Mały Prince trafił do schroniska, które usypia bardzo dużą liczbę zwierząt
Szczeniak został znaleziony jako bezdomny
Czworonóg trafił do schroniska, które usypia dużą liczbę zwierząt. Mały Prince nie był w najlepszym stanie. On zmagał się z chorobą skóry, przez którą utracił sporą część futra. To jednak nie wszystko. Jego ciało było pokryte dziwną, fioletową farbą, a pracownicy schroniska nie mieli pojęcia, skąd ona się wzięła.
„Jeden ze znajomych oznaczył mnie pod zdjęciem tego malucha, które schronisko wystawiło na Facebooka. Gdy zobaczyłam jego fioletowy kolor, byłam przerażona. Musiałam jak najszybciej mu pomóc.” – opowiada Neda Saghafi.
Prince potrzebował szybkiej pomocy
„Prince był w złym stanie, a ja wiedziałam, że on nie poradzi sobie w schronisku. Tam miałby małe szanse na przeżycie, więc musiałam jak najszybciej mu pomóc. Pracownicy schroniska podejrzewali, że to dzieci pofarbowały jego ciało na fioletowo, ale ja niestety zdawałam sobie sprawę, co tak naprawdę to oznaczało.” – powiedziała Neda.
Smutna prawda
Neda uważa, że futrzak był wykorzystywany do walk psów. W tym „sporcie” pasywne zwierzaki takie jak szczeniaki, króliki czy też koty używane są jako przynęty. Dzięki nim psy walczące uczą się agresji. Podczas takich walk czworonogi zmuszone są walczyć na śmierć i życie. Oznaczanie zwierzaków kolorami pomaga w identyfikacji kolejnej ofiary.
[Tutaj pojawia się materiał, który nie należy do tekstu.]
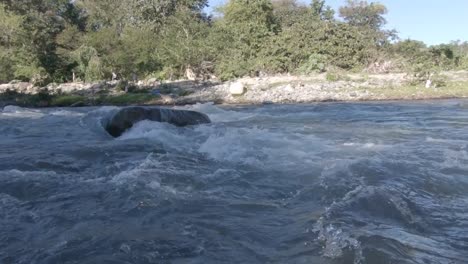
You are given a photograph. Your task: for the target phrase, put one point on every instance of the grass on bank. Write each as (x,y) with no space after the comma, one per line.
(451,90)
(66,100)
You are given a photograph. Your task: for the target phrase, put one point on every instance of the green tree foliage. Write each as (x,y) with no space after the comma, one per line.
(245,27)
(56,40)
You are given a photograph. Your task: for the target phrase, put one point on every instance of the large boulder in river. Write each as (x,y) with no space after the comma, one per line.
(126,117)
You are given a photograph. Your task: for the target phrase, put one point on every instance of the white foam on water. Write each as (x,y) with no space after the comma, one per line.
(16,111)
(455,159)
(246,145)
(65,113)
(217,114)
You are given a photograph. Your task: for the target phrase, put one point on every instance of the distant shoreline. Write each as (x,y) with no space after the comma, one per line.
(278,89)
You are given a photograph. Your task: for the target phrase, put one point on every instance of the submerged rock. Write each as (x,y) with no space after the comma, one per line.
(126,117)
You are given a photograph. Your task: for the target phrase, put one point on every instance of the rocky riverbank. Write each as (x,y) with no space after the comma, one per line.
(260,90)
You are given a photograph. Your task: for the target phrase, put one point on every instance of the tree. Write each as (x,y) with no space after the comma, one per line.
(17,61)
(321,10)
(362,14)
(245,26)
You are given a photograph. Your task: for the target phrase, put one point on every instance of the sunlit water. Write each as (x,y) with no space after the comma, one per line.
(320,183)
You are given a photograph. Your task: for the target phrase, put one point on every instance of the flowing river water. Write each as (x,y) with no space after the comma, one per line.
(329,183)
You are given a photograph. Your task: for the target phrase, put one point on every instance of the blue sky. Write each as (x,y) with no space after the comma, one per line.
(432,21)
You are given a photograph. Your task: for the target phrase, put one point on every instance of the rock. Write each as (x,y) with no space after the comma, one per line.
(428,83)
(237,88)
(127,117)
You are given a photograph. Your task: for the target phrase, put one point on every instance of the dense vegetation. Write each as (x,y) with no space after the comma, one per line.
(46,41)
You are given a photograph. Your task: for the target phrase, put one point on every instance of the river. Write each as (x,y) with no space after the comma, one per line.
(330,183)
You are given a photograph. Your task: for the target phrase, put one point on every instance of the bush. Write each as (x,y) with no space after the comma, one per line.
(315,64)
(67,100)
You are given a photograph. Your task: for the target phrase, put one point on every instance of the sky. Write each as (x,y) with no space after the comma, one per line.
(431,21)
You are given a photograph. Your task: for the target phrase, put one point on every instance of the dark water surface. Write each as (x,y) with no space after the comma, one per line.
(321,183)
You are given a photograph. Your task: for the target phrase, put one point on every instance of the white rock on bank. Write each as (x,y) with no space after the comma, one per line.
(237,88)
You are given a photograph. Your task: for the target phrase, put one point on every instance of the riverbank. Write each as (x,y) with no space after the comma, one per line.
(260,90)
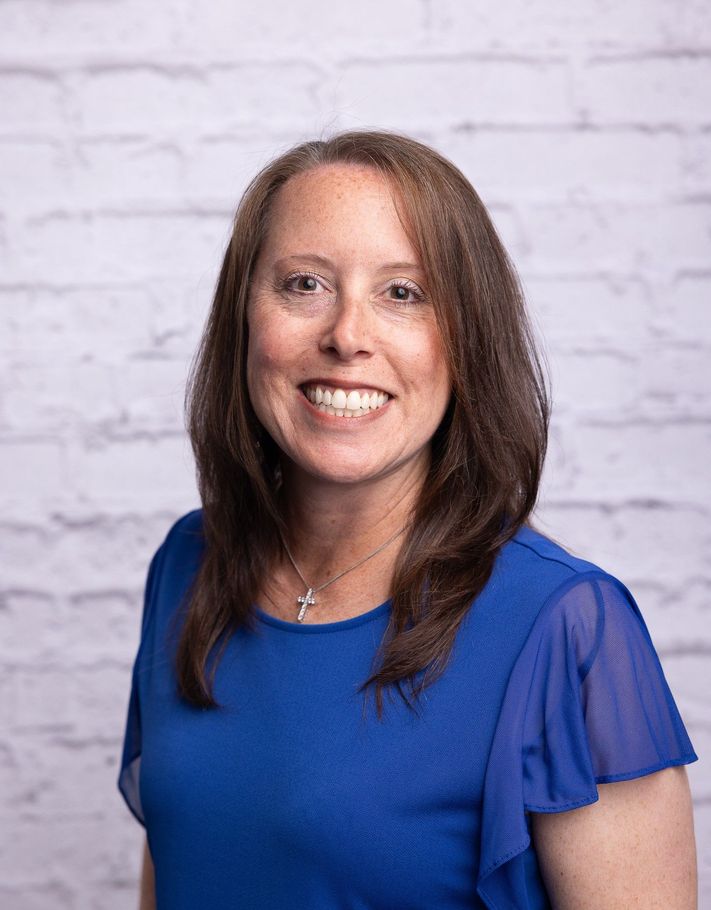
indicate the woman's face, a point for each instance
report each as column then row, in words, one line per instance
column 346, row 369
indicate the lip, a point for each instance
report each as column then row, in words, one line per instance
column 345, row 384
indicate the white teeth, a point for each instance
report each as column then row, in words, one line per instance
column 353, row 401
column 339, row 399
column 345, row 404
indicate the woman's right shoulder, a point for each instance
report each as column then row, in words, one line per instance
column 184, row 537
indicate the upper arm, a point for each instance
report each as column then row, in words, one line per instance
column 148, row 891
column 634, row 847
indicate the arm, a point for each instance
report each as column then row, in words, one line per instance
column 148, row 892
column 634, row 847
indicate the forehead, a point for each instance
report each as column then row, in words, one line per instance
column 337, row 201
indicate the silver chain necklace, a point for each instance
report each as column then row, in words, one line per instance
column 308, row 600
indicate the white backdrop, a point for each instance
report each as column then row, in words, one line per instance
column 127, row 132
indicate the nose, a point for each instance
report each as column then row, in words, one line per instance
column 348, row 331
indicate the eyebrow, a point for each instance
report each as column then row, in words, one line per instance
column 323, row 260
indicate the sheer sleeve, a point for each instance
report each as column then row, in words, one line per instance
column 129, row 773
column 587, row 703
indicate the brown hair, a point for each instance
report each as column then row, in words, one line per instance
column 487, row 454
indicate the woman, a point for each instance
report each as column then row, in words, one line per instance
column 369, row 421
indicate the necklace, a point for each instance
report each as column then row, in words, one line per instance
column 308, row 600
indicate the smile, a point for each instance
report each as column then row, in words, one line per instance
column 342, row 403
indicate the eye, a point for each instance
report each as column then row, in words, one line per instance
column 308, row 281
column 405, row 288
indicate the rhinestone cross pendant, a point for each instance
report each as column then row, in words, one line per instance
column 306, row 600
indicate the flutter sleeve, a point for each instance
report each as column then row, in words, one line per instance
column 586, row 703
column 129, row 773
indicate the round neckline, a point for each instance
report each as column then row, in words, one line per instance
column 315, row 627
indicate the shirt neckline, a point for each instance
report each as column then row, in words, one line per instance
column 317, row 627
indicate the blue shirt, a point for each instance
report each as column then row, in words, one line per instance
column 289, row 796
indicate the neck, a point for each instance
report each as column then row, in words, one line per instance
column 332, row 524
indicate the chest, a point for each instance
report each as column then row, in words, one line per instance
column 295, row 779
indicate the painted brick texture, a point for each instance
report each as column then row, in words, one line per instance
column 127, row 133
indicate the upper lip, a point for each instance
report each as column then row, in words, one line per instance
column 345, row 384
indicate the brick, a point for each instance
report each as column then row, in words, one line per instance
column 441, row 94
column 683, row 307
column 45, row 324
column 649, row 91
column 30, row 101
column 570, row 27
column 588, row 313
column 139, row 473
column 618, row 461
column 57, row 399
column 91, row 247
column 575, row 164
column 36, row 174
column 139, row 100
column 659, row 239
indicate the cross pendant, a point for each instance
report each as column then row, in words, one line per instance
column 306, row 600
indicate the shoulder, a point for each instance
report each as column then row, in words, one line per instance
column 184, row 536
column 176, row 561
column 533, row 568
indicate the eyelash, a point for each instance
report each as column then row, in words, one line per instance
column 408, row 285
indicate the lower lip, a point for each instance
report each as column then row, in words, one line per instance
column 347, row 421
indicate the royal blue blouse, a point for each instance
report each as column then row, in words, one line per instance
column 291, row 795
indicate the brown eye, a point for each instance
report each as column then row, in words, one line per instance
column 406, row 293
column 301, row 283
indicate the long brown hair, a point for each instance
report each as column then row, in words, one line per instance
column 487, row 454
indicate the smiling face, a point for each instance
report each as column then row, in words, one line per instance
column 345, row 365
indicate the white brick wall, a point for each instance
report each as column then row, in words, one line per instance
column 127, row 131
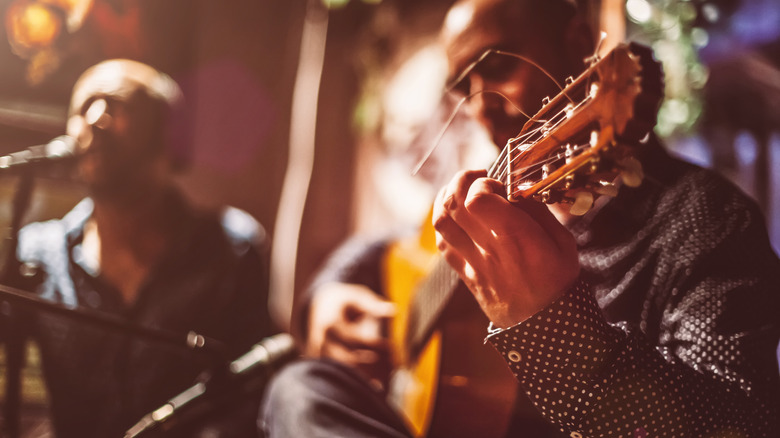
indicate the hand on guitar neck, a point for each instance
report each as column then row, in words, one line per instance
column 516, row 258
column 347, row 324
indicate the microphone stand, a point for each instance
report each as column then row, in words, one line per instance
column 13, row 333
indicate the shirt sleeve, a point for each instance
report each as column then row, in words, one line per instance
column 596, row 379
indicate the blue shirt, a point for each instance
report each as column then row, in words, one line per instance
column 213, row 282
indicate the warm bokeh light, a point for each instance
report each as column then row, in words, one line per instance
column 32, row 26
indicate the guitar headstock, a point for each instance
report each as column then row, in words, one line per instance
column 582, row 140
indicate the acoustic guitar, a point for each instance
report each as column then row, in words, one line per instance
column 446, row 381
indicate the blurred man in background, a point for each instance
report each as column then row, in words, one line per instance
column 136, row 249
column 653, row 315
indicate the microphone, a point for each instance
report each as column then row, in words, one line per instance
column 250, row 371
column 60, row 149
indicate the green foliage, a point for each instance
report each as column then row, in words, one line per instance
column 672, row 28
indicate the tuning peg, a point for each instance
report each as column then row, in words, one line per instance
column 631, row 171
column 581, row 203
column 604, row 188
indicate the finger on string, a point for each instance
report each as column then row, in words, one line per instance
column 454, row 198
column 373, row 305
column 450, row 237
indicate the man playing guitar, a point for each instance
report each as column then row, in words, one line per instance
column 653, row 314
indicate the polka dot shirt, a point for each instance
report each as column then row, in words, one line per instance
column 673, row 329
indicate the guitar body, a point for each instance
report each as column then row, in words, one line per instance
column 447, row 382
column 457, row 386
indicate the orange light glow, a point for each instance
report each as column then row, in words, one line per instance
column 32, row 26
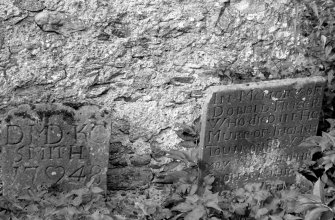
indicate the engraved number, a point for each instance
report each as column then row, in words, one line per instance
column 78, row 173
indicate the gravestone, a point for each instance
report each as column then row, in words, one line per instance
column 48, row 145
column 251, row 132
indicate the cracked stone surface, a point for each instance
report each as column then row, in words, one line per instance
column 150, row 62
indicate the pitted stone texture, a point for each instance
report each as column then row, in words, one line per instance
column 52, row 144
column 251, row 132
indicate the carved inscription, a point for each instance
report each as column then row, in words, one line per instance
column 251, row 132
column 44, row 145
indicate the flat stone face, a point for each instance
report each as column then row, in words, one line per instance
column 54, row 145
column 251, row 132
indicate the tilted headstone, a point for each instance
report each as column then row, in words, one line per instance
column 47, row 145
column 251, row 132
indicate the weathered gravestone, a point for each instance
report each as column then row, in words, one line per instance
column 47, row 145
column 251, row 132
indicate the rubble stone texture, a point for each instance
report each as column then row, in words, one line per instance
column 149, row 61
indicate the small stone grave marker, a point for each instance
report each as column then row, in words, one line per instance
column 251, row 132
column 47, row 145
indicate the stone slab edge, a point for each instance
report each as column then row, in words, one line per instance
column 296, row 82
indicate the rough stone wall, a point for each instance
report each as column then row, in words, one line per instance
column 149, row 61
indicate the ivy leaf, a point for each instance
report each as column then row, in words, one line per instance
column 329, row 215
column 96, row 189
column 194, row 188
column 323, row 38
column 315, row 213
column 291, row 217
column 214, row 205
column 328, row 50
column 330, row 137
column 209, row 179
column 183, row 207
column 261, row 212
column 276, row 217
column 196, row 213
column 318, row 190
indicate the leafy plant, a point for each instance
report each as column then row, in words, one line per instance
column 84, row 203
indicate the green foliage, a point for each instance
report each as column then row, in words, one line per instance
column 84, row 203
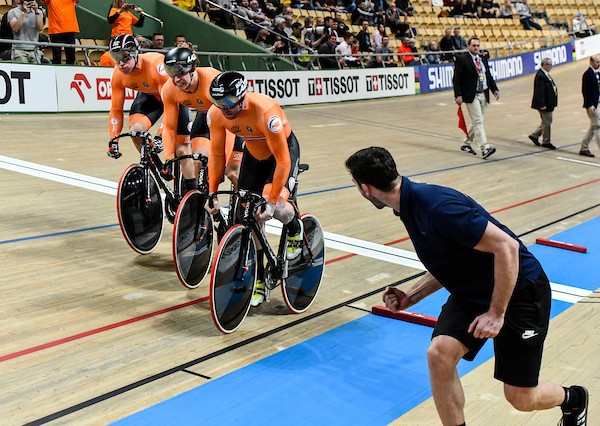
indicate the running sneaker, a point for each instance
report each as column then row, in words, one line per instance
column 259, row 293
column 295, row 243
column 576, row 416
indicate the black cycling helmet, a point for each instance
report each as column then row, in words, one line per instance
column 123, row 47
column 180, row 61
column 228, row 88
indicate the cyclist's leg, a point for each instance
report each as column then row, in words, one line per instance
column 253, row 174
column 234, row 147
column 145, row 111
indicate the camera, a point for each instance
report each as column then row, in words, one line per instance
column 316, row 30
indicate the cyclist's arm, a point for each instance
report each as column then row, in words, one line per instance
column 277, row 143
column 216, row 160
column 115, row 116
column 170, row 117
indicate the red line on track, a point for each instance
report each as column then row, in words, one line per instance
column 183, row 305
column 98, row 330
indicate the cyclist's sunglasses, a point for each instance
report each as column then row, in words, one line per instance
column 121, row 55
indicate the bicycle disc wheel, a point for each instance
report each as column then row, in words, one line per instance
column 233, row 279
column 140, row 218
column 305, row 272
column 192, row 240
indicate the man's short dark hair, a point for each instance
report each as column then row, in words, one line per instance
column 374, row 166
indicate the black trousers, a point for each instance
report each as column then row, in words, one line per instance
column 65, row 38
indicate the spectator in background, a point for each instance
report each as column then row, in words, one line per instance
column 405, row 52
column 489, row 9
column 158, row 41
column 121, row 18
column 62, row 27
column 298, row 47
column 344, row 49
column 458, row 41
column 525, row 16
column 26, row 22
column 314, row 34
column 342, row 28
column 545, row 99
column 364, row 38
column 446, row 45
column 363, row 11
column 143, row 42
column 506, row 10
column 383, row 56
column 328, row 62
column 433, row 58
column 378, row 35
column 6, row 33
column 580, row 27
column 395, row 19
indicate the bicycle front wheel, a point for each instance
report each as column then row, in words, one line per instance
column 140, row 216
column 192, row 240
column 233, row 279
column 305, row 272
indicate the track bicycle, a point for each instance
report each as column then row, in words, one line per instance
column 233, row 277
column 141, row 211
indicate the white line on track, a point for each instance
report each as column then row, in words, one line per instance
column 334, row 241
column 578, row 161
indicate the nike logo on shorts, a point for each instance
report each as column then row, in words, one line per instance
column 528, row 334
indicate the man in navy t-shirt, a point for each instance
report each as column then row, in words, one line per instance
column 497, row 288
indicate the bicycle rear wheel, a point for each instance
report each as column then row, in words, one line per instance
column 301, row 286
column 192, row 240
column 140, row 218
column 233, row 279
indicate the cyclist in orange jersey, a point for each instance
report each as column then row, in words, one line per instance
column 188, row 87
column 271, row 156
column 143, row 73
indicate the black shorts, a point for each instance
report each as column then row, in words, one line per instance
column 519, row 345
column 255, row 174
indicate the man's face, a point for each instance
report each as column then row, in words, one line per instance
column 474, row 47
column 376, row 202
column 183, row 82
column 158, row 41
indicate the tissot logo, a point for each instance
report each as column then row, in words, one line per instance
column 315, row 86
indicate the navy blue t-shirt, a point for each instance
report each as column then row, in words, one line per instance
column 444, row 226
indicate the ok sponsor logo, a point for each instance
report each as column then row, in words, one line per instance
column 104, row 90
column 78, row 84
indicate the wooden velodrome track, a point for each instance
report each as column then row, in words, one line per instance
column 82, row 315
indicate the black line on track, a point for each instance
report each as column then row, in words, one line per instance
column 183, row 367
column 197, row 374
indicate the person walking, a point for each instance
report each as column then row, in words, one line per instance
column 498, row 290
column 472, row 84
column 545, row 99
column 62, row 27
column 591, row 93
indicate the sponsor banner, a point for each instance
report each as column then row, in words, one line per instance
column 586, row 47
column 27, row 88
column 310, row 87
column 86, row 89
column 439, row 77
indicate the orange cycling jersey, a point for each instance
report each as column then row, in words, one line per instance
column 172, row 96
column 264, row 126
column 148, row 77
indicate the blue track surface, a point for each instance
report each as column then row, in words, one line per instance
column 367, row 372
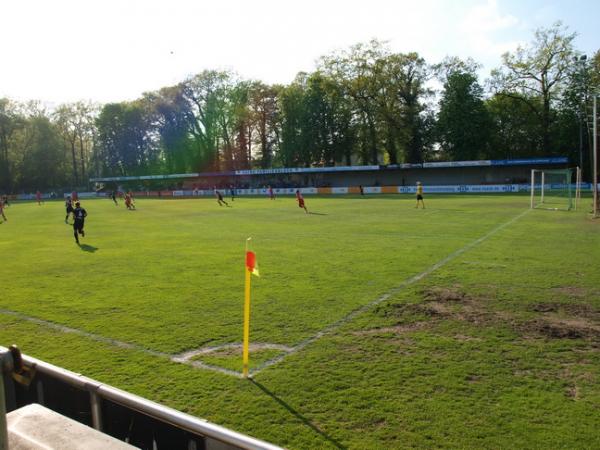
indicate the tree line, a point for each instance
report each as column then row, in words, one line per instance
column 363, row 105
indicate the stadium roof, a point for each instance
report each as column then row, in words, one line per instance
column 292, row 170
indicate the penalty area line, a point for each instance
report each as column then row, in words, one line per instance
column 350, row 316
column 117, row 343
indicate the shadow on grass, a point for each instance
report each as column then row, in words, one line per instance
column 88, row 248
column 296, row 414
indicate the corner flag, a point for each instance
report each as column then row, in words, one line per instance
column 251, row 269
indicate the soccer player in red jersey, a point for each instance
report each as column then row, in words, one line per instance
column 301, row 200
column 2, row 204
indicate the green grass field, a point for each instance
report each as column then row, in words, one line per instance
column 474, row 323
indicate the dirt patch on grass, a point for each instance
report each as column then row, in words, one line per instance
column 556, row 320
column 571, row 309
column 398, row 329
column 444, row 295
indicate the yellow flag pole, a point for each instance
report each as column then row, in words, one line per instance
column 245, row 355
column 246, row 322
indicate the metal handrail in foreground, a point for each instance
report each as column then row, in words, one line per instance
column 149, row 408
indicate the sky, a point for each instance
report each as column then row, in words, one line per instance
column 114, row 50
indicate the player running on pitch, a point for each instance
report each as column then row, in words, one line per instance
column 129, row 201
column 220, row 198
column 301, row 200
column 69, row 207
column 79, row 214
column 420, row 195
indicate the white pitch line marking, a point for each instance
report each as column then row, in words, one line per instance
column 185, row 358
column 347, row 318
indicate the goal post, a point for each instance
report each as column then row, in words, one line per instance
column 554, row 189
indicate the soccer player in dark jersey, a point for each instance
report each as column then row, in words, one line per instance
column 420, row 195
column 2, row 204
column 79, row 214
column 69, row 207
column 220, row 198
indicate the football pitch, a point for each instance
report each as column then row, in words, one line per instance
column 473, row 323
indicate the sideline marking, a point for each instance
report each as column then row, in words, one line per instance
column 185, row 358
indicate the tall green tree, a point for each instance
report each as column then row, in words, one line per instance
column 463, row 123
column 11, row 121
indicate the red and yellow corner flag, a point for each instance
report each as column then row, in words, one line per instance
column 251, row 269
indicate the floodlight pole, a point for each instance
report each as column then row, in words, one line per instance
column 595, row 157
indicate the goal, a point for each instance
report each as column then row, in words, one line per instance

„Przynęty są kodowane kolorami, a następnie rzucone na ring.”
Na szczęście Prince był już w dobrych rękach
Neda zabrała szczeniaka ze sobą, a wtedy rozpoczęła się jego droga do nowego życia. Prince otrzymywał potrzebne leki oraz regularnie był poddawany specjalnym kąpielom.
Po kilku miesiącach odpowiedniej opieki piesek zmienił się nie do poznania!
„Jego futro odrosło, dzięki czemu w końcu zaczął przypominać przedstawiciela swojej rasy. Pozbyliśmy się także tej okropnej fioletowej farby. Prince całkowicie się zmienił. Aż ciężko uwierzyć, że to ten sam pies!” – przyznała Neda.
Nie zajęło to długo, aż Prince znalazł swój wieczny dom
„Przez cały czas mieszkał w moim domu i muszę przyznać, że świetnie sobie radził. Bardzo dobrze dogadywał się z innymi psami, więc zaczęłam szukać mu stałej rodziny. Na szczęście Prince nie musiał czekać długo!”
Teraz czworonóg w końcu jest szczęśliwy
Prince zamieszkał z nowymi rodzicami oraz psim bratem o imieniu Obi. Teraz w końcu jest zdrowy i szczęśliwy!